Quel est l’impact du changement climatique sur la biodiversité marine ?

On voit déjà des migrations climatiques de poissons. Pas mal de poissons sont arrivés en Méditerranée orientale par le canal de Suez, puis sont passés en Méditerranée occidentale. C’est comme ça qu’on a des bancs de barracudas en Provence depuis une vingtaine d’années. On a vu traîner des dorades coryphènes dans le golfe de Gascogne. On a vu des poissons tempérés nager jusqu’au Groenland. On voit des déplacements de faune. Même les espèces qui se déplacent sous forme larvaire trouvent de nouvelles conditions. Cela touche surtout les espèces des eaux continentales parce que les eaux de fond (à plus de 1 000 mètres) ne sont pas encore réchauffées.

Mesure-t-on les conséquences de l’acidification de l’océan ?

L’océan est toujours basique mais il l’est moins en raison de l’augmentation du CO2 capté. Cela pose des problèmes aux espèces qui doivent fabriquer des squelettes calcaires. Ce n’est pas un acide tel que les coquilles de moules vont fondre, mais pour les organismes, la construction du squelette demande plus de ressources. L’impact est difficile à mesurer mais il est réel.

Les projets d’ingénierie climatique impliquant l’océan vous semblent-ils sérieux ?

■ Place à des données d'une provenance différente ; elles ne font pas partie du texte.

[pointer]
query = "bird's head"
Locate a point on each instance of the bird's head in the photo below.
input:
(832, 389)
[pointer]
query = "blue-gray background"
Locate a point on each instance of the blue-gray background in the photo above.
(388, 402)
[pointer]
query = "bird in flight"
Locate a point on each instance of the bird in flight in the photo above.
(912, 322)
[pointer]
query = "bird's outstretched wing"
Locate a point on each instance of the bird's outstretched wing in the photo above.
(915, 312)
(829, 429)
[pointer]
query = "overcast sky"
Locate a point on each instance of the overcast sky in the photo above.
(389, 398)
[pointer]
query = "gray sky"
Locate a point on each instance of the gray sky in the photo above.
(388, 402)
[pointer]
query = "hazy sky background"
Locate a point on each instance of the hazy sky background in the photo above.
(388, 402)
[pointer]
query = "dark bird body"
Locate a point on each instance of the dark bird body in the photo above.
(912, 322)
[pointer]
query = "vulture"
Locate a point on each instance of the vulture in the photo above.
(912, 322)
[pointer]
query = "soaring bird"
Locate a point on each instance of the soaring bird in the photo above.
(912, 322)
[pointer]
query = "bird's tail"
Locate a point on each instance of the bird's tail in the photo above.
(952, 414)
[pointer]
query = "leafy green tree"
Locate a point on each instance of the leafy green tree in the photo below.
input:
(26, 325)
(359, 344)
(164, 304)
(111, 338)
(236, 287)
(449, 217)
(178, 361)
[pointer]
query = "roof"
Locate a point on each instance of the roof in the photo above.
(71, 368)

Je suis très dubitatif sur le fait de vouloir manipuler des systèmes naturels de grande ampleur parce que cela peut nous retomber sur le museau très rapidement. La vie océanique a pendant des millions d’années piégé des carbonates, ce qui est une façon de piéger du carbone, mais vouloir manipuler la microbiodiversité océanique pour qu’elle piège plus de carbone, c’est jouer les apprentis sorciers avec du vivant. Surtout dans un système qu’on connaît aussi mal que le système océanique, cela me semble extrêmement dangereux.